REPUBLIKA.CO.ID, JAKARTA -- Perum Bulog mengusulkan anggaran dalam APBN 2021 sebesar 19,051 triliun untuk kebutuhan pengadaan cadangan beras pemerintah (CBP) pada tahun depan. Direktur Utama Bulog, Budi Waseso, mengatakan, hal itu agar ada kepastian bagi Bulog dalam melakukan penugasan pemerintah.
Modal sebanyak Rp 19,051 triliun itu diajukan Bulog kepada pemerintah untuk penganggaran dalam APBN 2021. Sebanyak Rp 15 triliun diperlukan sebagai dana talangan pengadaan cadangan beras pemerintah (CBP) sebanyak 1,5 juta ton. Sedangkan sisanya, Rp 4,051 triliun untuk penggantian selisih atas harga beli dan harga jual oleh Bulog.
Harga pembelian beras (HPB) Bulog ditetapkan sebesar Rp 10.801 per kilogram, sedangkan harga jualnya harus lebih rendah, yakni Rp 8.100 per kg. Selisih dari harga tersebut, jika dikalkulasikan sebanyak 1,5 juta ton maka mencapai Rp 4,051 triliun.
Budi mengatakan, Bulog membutuhkan dana Rp 15 triliun karena sejatinya CBP adalah beras yang dimiliki pemerintah.

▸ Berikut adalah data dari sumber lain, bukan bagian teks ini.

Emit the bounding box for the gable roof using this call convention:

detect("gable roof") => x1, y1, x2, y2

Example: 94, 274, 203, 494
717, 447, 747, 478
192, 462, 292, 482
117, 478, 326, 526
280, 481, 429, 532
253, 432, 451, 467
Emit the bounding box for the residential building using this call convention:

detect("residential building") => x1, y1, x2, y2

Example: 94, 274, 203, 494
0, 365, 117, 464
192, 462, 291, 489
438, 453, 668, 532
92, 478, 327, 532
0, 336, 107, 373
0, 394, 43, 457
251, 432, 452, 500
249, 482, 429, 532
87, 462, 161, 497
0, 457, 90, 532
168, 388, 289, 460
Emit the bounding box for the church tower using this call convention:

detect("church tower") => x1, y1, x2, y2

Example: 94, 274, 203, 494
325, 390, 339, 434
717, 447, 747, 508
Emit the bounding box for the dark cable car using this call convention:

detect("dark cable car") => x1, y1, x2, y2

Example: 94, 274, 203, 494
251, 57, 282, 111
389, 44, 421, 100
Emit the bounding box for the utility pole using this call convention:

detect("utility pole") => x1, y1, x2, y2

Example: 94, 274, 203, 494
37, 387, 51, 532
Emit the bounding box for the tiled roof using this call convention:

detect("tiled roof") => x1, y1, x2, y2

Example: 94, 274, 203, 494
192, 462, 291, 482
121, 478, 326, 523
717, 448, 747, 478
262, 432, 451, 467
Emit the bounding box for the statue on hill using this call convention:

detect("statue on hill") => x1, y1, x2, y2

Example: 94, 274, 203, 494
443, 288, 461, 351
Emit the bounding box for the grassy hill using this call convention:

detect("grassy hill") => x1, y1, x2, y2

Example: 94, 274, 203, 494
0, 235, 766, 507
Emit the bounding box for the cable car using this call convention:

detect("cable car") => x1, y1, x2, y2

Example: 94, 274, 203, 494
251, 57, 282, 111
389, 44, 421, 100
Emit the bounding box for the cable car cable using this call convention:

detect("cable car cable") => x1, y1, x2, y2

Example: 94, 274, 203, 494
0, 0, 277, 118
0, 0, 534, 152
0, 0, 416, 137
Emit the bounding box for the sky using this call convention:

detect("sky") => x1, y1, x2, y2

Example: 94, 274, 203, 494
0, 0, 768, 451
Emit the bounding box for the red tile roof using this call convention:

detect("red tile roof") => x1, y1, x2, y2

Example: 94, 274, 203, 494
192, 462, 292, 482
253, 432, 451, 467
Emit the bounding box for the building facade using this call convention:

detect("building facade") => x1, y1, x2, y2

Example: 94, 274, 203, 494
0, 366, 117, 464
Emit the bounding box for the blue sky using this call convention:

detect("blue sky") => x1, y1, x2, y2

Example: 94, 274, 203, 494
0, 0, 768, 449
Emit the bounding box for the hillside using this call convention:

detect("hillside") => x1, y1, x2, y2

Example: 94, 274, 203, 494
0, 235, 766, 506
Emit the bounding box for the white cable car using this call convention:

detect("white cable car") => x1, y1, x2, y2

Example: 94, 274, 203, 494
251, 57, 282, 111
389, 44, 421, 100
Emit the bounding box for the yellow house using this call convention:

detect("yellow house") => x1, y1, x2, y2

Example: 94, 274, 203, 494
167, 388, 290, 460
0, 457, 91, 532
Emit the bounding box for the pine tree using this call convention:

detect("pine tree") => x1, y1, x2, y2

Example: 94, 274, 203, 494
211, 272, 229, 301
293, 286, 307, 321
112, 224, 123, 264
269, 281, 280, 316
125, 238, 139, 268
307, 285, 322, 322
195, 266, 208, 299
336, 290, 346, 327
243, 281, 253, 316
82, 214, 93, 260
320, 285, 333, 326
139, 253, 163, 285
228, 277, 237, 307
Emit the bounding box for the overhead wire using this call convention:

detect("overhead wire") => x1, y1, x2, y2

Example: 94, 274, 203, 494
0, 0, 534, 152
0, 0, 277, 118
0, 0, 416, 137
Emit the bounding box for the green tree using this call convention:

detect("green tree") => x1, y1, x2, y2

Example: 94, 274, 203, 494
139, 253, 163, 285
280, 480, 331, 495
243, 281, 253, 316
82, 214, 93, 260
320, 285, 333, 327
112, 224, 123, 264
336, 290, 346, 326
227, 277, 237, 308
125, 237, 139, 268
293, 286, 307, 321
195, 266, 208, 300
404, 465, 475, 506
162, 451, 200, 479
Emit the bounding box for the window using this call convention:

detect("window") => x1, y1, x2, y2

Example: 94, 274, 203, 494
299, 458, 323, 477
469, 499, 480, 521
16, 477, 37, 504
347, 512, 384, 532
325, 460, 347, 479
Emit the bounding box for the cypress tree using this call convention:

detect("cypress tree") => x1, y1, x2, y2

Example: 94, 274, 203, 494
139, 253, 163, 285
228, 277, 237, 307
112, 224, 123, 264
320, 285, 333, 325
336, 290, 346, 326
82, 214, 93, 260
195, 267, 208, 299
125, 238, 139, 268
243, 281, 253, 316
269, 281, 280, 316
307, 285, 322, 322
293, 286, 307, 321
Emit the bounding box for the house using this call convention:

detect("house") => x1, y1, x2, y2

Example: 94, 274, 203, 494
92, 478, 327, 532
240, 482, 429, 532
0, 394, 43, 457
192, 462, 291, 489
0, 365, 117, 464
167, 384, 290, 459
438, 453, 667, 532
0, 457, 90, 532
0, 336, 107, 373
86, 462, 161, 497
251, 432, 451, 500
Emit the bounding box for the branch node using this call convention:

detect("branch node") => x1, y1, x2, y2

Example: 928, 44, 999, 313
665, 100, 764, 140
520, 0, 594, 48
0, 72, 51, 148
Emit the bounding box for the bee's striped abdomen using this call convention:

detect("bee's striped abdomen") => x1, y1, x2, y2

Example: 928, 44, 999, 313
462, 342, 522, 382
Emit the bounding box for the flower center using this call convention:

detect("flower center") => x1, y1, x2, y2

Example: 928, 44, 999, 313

Sejauh ini, pengadaan CBP menggunakan dana Bulog yang diperoleh dari perbankan dengan kredit komersial.
Namun, Bulog tidak memiliki kepastian pasar untuk menyalurkan CBP lantaran tidak lagi menjadi pemasok tunggal bantuan beras kepada keluarga kurang mampu. "Kita susah karena penyaluran berasnya tidak jelas. Kalau dana pengadaan CBP langsung dari APBN, itu kan jadi jelas punya negara. Kalau nanti berasnya tidak terpakai, ya salah negara," kata
Pemerintah sejauh hanya membayar selisih harga beli dan jual beras. Bulog pun harus memutar otak pola bisnisnya agar dapat menghasilkan keuntungan dan bisa membayar pinjaman serta bunga kredit perbankan yang digunakan untuk pengadaan CBP.
Budi mengatakan, selama tugas pengadaan CBP yang diberikan kepada Bulog tidak disertai dengan kepastian pasar untuk penyaluran beras tersebut, akan menjadi kendala bagi perusahaan. Alhasil, cadangan beras pemerintah tak terpakai dan membusuk di gudang.
"Kalau busuk lagi, busuk lagi, yang disalahkan Bulog. Beban kita terlalu banyak," katanya.